AMSTERDAM (Reuters) - Syria has
started the long-delayed destruction of a dozen underground bunkers and
hangars that were used for the production and storage of chemical
weapons, diplomatic sources told Reuters on Monday.
Damascus
last year handed over 1,300 metric tonnes of toxic agents after joining
the Organisation for the Prohibition of Chemical Weapons (OPCW), but it
is months behind schedule in destroying the facilities used to make and
store its deadly stockpile.
Work
at a first tunnel began on Dec. 24, but was delayed by winter storms.

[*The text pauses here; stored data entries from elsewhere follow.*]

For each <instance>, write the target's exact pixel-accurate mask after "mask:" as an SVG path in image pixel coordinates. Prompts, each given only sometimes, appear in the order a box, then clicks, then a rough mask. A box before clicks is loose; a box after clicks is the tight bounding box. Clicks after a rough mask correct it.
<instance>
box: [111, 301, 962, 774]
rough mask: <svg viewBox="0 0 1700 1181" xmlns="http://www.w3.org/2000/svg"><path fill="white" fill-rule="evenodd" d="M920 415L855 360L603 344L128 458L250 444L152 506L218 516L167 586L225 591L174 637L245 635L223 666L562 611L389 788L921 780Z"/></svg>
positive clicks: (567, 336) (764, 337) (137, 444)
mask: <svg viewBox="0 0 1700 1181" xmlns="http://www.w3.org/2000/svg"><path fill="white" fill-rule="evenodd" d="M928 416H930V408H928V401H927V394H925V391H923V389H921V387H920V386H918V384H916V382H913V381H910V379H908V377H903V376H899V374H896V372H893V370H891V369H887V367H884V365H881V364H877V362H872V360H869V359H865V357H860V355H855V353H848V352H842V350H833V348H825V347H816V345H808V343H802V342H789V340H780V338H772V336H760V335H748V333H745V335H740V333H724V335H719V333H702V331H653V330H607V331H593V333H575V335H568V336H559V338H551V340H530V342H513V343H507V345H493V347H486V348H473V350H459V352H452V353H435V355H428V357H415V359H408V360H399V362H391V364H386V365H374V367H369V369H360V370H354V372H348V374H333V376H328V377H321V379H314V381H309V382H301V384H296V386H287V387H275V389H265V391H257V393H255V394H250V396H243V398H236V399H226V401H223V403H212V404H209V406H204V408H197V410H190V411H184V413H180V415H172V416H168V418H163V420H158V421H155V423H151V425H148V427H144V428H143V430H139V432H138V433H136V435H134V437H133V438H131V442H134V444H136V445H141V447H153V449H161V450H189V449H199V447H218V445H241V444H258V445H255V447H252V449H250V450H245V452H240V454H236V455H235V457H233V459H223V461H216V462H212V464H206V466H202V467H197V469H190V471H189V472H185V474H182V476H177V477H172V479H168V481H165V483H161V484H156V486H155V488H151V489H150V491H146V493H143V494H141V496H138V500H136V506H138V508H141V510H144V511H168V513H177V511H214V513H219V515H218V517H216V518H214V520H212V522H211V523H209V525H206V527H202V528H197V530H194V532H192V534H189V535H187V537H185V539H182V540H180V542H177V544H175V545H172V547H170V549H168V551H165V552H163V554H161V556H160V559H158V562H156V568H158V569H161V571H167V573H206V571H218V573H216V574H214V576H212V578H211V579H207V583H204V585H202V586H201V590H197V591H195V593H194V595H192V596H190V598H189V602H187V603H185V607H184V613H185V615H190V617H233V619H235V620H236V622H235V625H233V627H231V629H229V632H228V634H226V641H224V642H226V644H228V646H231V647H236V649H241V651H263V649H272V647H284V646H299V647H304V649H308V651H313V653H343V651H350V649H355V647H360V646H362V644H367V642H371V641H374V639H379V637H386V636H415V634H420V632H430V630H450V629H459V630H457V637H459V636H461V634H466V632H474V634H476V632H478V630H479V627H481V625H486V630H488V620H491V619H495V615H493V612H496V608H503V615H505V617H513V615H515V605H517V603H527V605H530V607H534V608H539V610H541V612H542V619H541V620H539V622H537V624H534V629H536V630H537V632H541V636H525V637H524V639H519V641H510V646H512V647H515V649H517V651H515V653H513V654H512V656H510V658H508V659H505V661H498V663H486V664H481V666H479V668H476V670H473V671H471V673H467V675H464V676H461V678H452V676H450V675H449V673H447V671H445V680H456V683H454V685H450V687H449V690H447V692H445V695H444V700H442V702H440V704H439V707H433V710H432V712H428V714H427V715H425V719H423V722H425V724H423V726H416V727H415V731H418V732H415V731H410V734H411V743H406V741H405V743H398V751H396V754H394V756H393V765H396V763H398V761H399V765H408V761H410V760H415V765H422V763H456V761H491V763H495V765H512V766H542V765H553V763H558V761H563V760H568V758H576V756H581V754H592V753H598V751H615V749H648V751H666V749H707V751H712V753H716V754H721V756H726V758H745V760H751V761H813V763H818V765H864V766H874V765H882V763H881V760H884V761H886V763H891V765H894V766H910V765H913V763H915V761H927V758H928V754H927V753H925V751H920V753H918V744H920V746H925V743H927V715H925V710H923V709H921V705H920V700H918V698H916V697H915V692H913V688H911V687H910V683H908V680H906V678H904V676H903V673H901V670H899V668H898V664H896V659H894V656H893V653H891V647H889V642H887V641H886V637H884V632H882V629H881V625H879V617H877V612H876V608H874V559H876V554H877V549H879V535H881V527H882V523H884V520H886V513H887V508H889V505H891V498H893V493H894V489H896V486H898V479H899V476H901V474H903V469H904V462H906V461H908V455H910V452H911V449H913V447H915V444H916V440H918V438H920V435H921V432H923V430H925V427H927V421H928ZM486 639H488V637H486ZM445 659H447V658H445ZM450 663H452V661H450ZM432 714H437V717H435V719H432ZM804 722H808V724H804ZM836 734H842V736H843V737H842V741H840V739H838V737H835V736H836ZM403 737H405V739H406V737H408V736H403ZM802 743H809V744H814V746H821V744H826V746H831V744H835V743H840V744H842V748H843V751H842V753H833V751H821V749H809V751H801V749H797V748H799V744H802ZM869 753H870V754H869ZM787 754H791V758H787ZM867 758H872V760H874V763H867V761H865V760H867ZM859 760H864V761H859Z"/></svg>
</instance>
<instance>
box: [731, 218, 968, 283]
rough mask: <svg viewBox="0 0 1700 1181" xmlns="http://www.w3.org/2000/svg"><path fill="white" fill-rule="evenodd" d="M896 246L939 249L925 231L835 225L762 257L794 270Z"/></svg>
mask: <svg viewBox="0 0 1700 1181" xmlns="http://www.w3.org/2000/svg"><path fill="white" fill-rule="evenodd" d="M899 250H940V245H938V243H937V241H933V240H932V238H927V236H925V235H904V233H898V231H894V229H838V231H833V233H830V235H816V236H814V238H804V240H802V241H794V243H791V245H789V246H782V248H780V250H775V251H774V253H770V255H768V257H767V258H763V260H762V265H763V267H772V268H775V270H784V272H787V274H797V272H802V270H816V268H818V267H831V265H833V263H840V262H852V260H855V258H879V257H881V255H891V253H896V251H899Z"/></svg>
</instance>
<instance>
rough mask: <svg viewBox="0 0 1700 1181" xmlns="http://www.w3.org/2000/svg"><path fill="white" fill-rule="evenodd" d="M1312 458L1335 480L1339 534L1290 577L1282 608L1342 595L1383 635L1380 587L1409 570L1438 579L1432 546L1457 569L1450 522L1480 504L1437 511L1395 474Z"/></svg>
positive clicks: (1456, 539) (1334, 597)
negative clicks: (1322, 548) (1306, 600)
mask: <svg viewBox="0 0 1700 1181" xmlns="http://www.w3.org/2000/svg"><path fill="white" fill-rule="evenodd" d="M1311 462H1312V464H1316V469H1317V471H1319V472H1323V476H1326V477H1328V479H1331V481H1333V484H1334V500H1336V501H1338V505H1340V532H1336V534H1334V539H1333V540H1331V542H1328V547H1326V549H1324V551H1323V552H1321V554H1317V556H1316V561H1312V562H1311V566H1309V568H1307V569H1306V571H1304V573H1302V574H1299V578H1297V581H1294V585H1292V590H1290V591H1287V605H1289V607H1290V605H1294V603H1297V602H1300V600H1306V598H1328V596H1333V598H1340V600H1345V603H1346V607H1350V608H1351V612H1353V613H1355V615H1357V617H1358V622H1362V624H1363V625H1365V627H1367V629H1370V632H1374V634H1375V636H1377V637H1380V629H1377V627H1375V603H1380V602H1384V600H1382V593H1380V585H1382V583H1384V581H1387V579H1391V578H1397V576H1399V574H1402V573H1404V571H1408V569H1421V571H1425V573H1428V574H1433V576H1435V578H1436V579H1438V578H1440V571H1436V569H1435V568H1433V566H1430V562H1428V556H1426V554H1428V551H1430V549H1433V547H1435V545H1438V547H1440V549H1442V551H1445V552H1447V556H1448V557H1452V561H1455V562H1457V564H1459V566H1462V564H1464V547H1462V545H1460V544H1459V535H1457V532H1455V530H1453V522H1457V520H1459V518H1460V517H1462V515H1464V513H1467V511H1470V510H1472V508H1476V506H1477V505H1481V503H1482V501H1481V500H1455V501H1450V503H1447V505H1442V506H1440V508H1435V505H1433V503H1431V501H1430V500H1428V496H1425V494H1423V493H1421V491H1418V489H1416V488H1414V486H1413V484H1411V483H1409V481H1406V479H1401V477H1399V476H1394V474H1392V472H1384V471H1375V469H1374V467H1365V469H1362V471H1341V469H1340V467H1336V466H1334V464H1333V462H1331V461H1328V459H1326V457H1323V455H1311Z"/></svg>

The site will be sealed off with cement walls by the end of January,
said one source in The Hague, where the global chemical weapons watchdog
is based.
"The work finally
began, which is good news," said another source. "There were some
technical issues and the bad weather has slowed up the process."
Syria
joined the OPCW after a sarin gas attack killed more than 1,000 people
in the Damascus suburb of Ghouta on Aug. 21, 2013, prompting threats of
military intervention by the United States, which blamed President
Bashar al-Assad's government. Assad's government and rebels blamed each
other.
U.S. President Barack
Obama called off military action against Damascus after Syria agreed to
destroy its chemical stockpiles. A year later the United States began a
bombing campaign against Islamic State militants in Syria with the tacit
approval of Assad, which still continues.
More than 200,000 people have been killed and millions displaced in the Syrian civil war since March 2011.
The
technical details of how the seven hangars are to be demolished with
explosives are still being drawn up with experts at the OPCW, the
sources said. The sources declined to be identified while sharing
information about the program before it is officially made public.
Repeated
delays in destroying the facilities led to protests from Washington
last month, when the U.S. representative to the OPCW, Bob Mikulak,
called on Syria to speed up the process under tighter outside
monitoring.
An OPCW fact
finding mission has been investigating the use of chlorine bombs, which
have killed and injured dozens of people in Syrian villages in violation
of the Chemical Weapons Convention and U.N. Security Council
resolutions on Syria.
Syria denies allegations by Western governments that it withheld part of its chemical weapons stockpile.
Western
diplomats said Syria has failed to provide any documentation about the
chemical weapons program, which was built up over decades and produced
mass quantities of toxic nerve agents for warfare.